Apple has released a software update for the iPhone that addresses a significant vulnerability that, according to some experts, has been exploited by surveillance software in order to eavesdrop on a Saudi human rights activist.
According to the researchers at the University of Toronto’s Citizen Lab, the software vulnerability has been present in the current version of iOS, which is iOS 14, since February. iMessage included a vulnerability that allowed hackers to circumvent security layers when a user clicked on a link within the messaging app.
As reported by the researchers, the exploit, dubbed CVE-2021-30860, was being used to target journalists and human rights activists in Saudi Arabia and other countries through the notorious surveillance software known as Pegasus, which was developed and sold by Israeli firm NSO Group and is used in many countries.
A study by Amnesty International rocked the globe earlier this year when it was revealed that various governments, including India, were using Pegasus to spy on significant people in their own nations.
Researchers also stated that due to a weakness in the iOS operating system, it was simple to target the iPhone with this eavesdropping program.

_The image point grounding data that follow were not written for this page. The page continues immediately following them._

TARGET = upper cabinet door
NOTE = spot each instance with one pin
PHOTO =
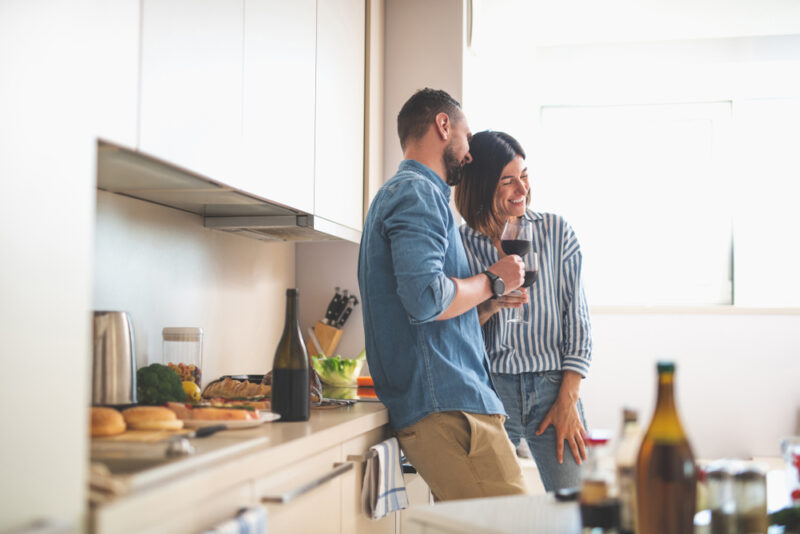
(191, 84)
(279, 71)
(339, 173)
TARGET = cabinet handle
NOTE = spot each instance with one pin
(293, 493)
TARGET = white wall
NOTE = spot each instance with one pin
(46, 169)
(165, 269)
(321, 267)
(423, 49)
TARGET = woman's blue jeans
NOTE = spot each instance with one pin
(527, 397)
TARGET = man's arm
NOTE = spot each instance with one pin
(476, 289)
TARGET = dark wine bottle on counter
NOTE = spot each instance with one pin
(666, 475)
(290, 396)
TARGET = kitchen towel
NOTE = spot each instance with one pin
(384, 490)
(247, 521)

While Apple did not directly address the allegations, the issue was fixed as soon as they were made public by a security researcher.
Despite the fact that Apple has yet to include the term “Pegasus” in its changelog for the security update, it describes surveillance assaults, such as those generated by Pegasus, as “very sophisticated.” According to Apple’s software support page, the impact of this software update will be as follows: “The processing of a maliciously designed PDF may result in the execution of arbitrary code. Apple has been made aware of a report claiming that this vulnerability has been actively exploited.” Citizens Lab researchers were credited with finding the iOS vulnerability, which was discovered by Apple.
According to Ivan Krsti, head of Apple Security Engineering and Architecture, “attacks like the ones mentioned are very complex, cost millions of dollars to create, frequently have a short shelf life, and are used to target specific persons.” “It is not a threat to the overwhelming majority of consumers,” he continued, referring to a vulnerability in the iPhone software developed by Apple. The fact that this is accurate is handy since Pegasus has been used by governments to eavesdrop on persons of high interest, such as journalists and human rights activists who frequently speak out against official policies, is true.
The NSO Group has rejected the claims made by security experts and minimized the significance of Apple’s software patch.
A statement from the Israeli company said, “NSO Group will continue to deliver life-saving technology to intelligence and law enforcement organizations across the world in their efforts to combat terrorism and criminal activity.”
A number of times, the NSO Group has stated that their Pegasus software is a tool to keep a watch on criminal and terrorist operations and to assist approved countries in combating these activities. However, researchers have asserted that they have discovered evidence of monitoring against journalists in virtually all of the cases they have investigated so far.
If you are an iPhone user, it is recommended that you update the software on your iPhone to iOS 14.8 as soon as possible. In a similar vein, iPad owners should upgrade their firmware to iPadOS 14.8 as soon as possible.